La Agremiación Docente Universitaria Marplatense (ADUM) anunció el inicio de un “proceso estatuario” para analizar la expulsión del senador nacional Maximiliano Abad, docente de Derecho en la Universidad Nacional de Mar del Plata (UNMdP), tras su voto afirmativo a la reforma laboral impulsada por el gobierno de Javier Milei.
Desde el gremio sostienen que el legislador “avaló un proyecto que atenta contra los derechos de los docentes universitarios”, motivo por el cual se iniciarán actuaciones sumariales en su condición de afiliado.
La decisión cobra relevancia no solo por el perfil político de Abad, sino también por su vínculo con la actual vicerrectora de la UNMdP, Marina Sánchez Herrero.
Conflicto universitario y medidas de fuerza
El anuncio se da en el marco del conflicto que el sector universitario mantiene con el gobierno nacional por cuestiones salariales, presupuestarias y judiciales, en particular por el incumplimiento de la ley de financiamiento universitario aprobada por el Congreso.
En ese contexto, ADUM confirmó que:
- Acompañará el paro nacional docente previsto para el 2 de marzo.
- Impulsará una semana completa de paro total de actividades por mes, a partir del 16 de marzo, durante el primer cuatrimestre.
- No descarta una medida de fuerza anticipada si el Congreso trata el nuevo proyecto de financiamiento presentado por el Ejecutivo.

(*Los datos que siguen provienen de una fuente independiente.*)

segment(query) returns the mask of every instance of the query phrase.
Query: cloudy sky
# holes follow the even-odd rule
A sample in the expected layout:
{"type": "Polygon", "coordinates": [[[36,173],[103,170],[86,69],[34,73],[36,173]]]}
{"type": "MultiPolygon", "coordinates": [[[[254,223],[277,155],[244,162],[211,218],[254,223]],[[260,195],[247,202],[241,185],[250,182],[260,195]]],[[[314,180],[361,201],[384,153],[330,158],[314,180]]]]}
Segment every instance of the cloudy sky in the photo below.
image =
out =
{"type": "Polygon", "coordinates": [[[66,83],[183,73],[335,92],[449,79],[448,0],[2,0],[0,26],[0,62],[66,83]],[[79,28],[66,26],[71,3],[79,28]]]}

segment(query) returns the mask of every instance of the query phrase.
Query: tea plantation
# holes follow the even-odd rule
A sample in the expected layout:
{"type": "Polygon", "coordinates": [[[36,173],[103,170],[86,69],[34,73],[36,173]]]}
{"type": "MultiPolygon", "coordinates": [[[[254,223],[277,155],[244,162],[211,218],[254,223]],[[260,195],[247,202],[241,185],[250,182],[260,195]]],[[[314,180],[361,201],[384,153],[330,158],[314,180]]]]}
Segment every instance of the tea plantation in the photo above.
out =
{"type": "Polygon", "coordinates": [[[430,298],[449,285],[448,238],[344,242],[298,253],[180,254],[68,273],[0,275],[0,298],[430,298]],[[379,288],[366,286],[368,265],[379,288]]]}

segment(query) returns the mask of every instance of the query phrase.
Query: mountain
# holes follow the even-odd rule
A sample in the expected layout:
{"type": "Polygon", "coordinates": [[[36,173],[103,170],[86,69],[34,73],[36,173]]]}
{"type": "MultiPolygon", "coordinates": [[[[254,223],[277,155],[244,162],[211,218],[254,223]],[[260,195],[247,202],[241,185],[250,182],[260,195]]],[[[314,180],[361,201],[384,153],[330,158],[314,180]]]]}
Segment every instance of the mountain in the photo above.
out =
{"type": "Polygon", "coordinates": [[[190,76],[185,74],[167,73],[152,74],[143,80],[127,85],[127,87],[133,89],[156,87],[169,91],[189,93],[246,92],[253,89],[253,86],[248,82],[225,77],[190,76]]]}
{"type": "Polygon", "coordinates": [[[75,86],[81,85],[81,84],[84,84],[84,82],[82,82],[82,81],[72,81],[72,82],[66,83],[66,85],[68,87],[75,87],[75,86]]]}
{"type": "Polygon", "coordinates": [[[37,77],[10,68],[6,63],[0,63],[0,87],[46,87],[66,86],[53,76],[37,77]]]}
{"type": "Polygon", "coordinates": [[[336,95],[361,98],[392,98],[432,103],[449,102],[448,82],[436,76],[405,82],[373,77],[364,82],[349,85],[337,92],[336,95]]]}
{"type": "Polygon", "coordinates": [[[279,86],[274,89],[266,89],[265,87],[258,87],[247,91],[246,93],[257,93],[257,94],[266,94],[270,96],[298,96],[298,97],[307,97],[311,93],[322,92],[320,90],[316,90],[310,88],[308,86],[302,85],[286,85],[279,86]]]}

Estas acciones se sumarían a las ya anunciadas por la Agremiación del Personal Universitario (APU), el gremio nodocente, que evalúa realizar un paro semanal.
Debate por la ley de financiamiento
Además, ADUM solicitará al Consejo Superior de la UNMdP que se pronuncie en defensa de la plena aplicación de la ley de financiamiento vigente.
Según publicó el diario La Nación, el gobierno nacional habría negociado con rectores del Consejo Interuniversitario Nacional (CIN) el contenido de un nuevo proyecto para reformar la ley sancionada por el Congreso y descomprimir parte del conflicto con el sistema científico universitario.
Sin embargo, sindicatos docentes ya manifestaron su rechazo a la iniciativa. Sostienen que el texto sería “insuficiente” y “incompatible con la ley vigente y con el fallo judicial” que ordena su cumplimiento.
De esta manera, el escenario universitario se encamina a un primer cuatrimestre atravesado por medidas de fuerza y una creciente tensión política e institucional.